Ultimately, the real question that is puzzling markets and creating such big swings with every new tidbit of information is whether or not this is simply an equity bubble correction in China, or the first signs of something more. While some market participants think that this is merely a revaluation of overvalued Chinese equities and not a full-on financial crisis, others are not so sure. They point to signs of a slowing Chinese economy that is over-reliant on fixed investment for growth, and that has largely exhausted the gains to be had as labor switches from agriculture to manufacturing.

Of course, it could also be both, something emphasized by noted macroeconomist Barry Eichgreen who told Slate.com's Alison Griswold, "I think we are seeing two separate things. The growth of the economy has slowed from 10 percent a few years ago to somewhere in the 6 to 7 percent range, and that’s what we talk about in the paper. And then there’s a second, largely separate phenomenon where the stock market more than doubled since between last December and the beginning of the summer, and now it’s given back about half of what it gained, and you know all kinds of people are nonplussed, all kinds of small investors and local investors and others took steps on the stock market. They were encouraged to do so by authorities to juice the economy a bit. But now those efforts have unraveled.”

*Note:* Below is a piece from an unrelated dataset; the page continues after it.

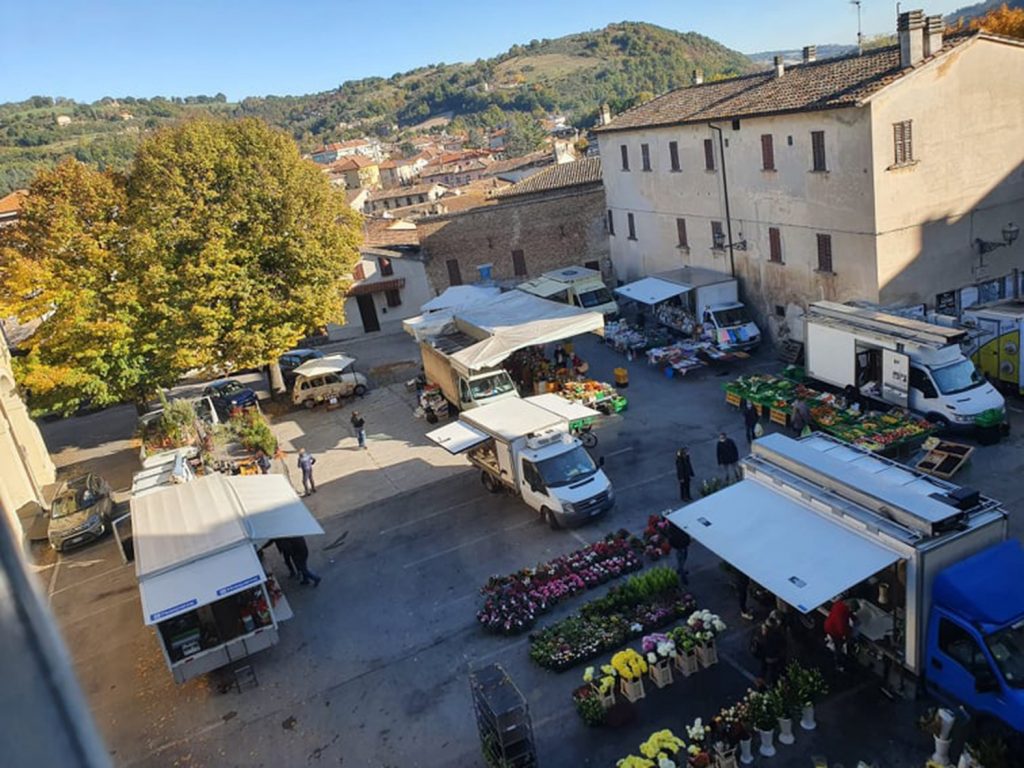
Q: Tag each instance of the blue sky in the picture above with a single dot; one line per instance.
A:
(88, 49)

Gavyn Davies of the Financial Times seems to agree, noting in a recent article that "...China’s economic problems are deep seated, stemming from an unbalanced economy that is far too dependent on investment, and on inherent contradictions between the need to introduce market forces in the long term, and the need to retain state control to deflate the leverage bubble in the short term."

If China is facing both problems simultaneously, which one should be more concerning, and which should China be focusing on? All parties seem to agree that the underlying economic imbalances are far more troubling than the equity market correction, with some suggesting that they are the root cause of the market declines. Policymakers in China face a difficult task in addressing both.